The problems of Britain’s involvement in Europe popped up in the Iraq and Afghanistan Wars also. The British Army went into Iraq with light, unarmored vehicles acquired for ease of deployment along the standards set by the European Rapid Reaction Force. As the casualties mounted, the British shed their European vehicles for armored American-made ones. Meanwhile, the EU’s Constitution failed to be ratified, a version of it was enacted with the Treaty of Lisbon, which Britain ratified in 2008.
Parliament’s ratification of Lisbon is an example of the fact that at the point when most human institutions appear to be infinitely stable, the sand under that institution has shifted, and the thing is on the way towards collapse. Britain’s involvement in Europe was problematic from the get-go but it took until 2001 for serious resistance to the EU to truly form and make gains. The anger over Europe started with the working class—fishermen, shepherds, and soldiers—angry at cut nets, mass livestock slaughters, and the shredded bodies of soldiers. It spread to upper class politicians who became vocal Euroskeptics and UKIP supporters.
Endgame
Neither UKIP nor any of the other Euroskeptic parties won any major victories—such as capturing the Prime Minister job. Instead, the Euroskeptics won small victories and otherwise caused defections from the main parties, especially the Conservatives. This caused the mainstream parties to adjust course. Meanwhile, the Euro nearly collapsed as a currency in 2009. The crisis was centered on Greece, which had a culture of tax dodging, an underemployed economy, and a workforce which tended to seek jobs in Germany. During the crisis, it was abundantly clear that Britain had dodged a bullet in keeping the Pound.

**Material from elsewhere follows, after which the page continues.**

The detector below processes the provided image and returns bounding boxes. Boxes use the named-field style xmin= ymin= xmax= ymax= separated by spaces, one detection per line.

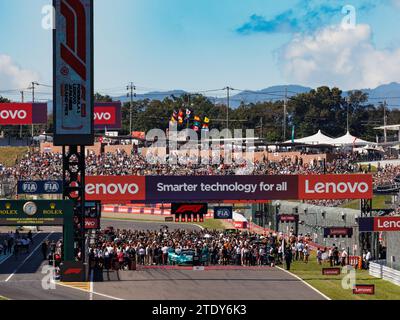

The issues surrounding the EU’s expansion were also not resolved. As the EU marched eastwards, Britain was inundated by Eastern European workmen who drove down wages and a large host of criminal gangs and desperate Eastern European migrants. At the same time the European Union’s members would continuously pursue their own respective national interests in a disingenuous way within the EU framework.
Then there was Islamic immigration. When William Penn argued for a united Europe in the seventeenth century, he pointed out that European unity would protect against the inroads of the Islamic World—then led by the Ottoman Turks. He wrote, “Another Advantage [of a United Europe is], The Great Security it will be to Christians against the inroads of the Turk…” In 2015, the Germans ignored EU migration rules and allowed many military aged Syrians to enter. This caused considerable disruptions across Europe and several Jihadist massacres.
A year later, the British voted to leave—Brexit. The results were opposite of that of 1975. The center of anti-European attitudes in 2016 were in England, with Scotland voting to remain. In 2020, after considerable political sausage-making and political shifts, the British negotiated the UK-EU Treaty. Britain was free of Europe, but now faces the crisis of its non-white immigrant population.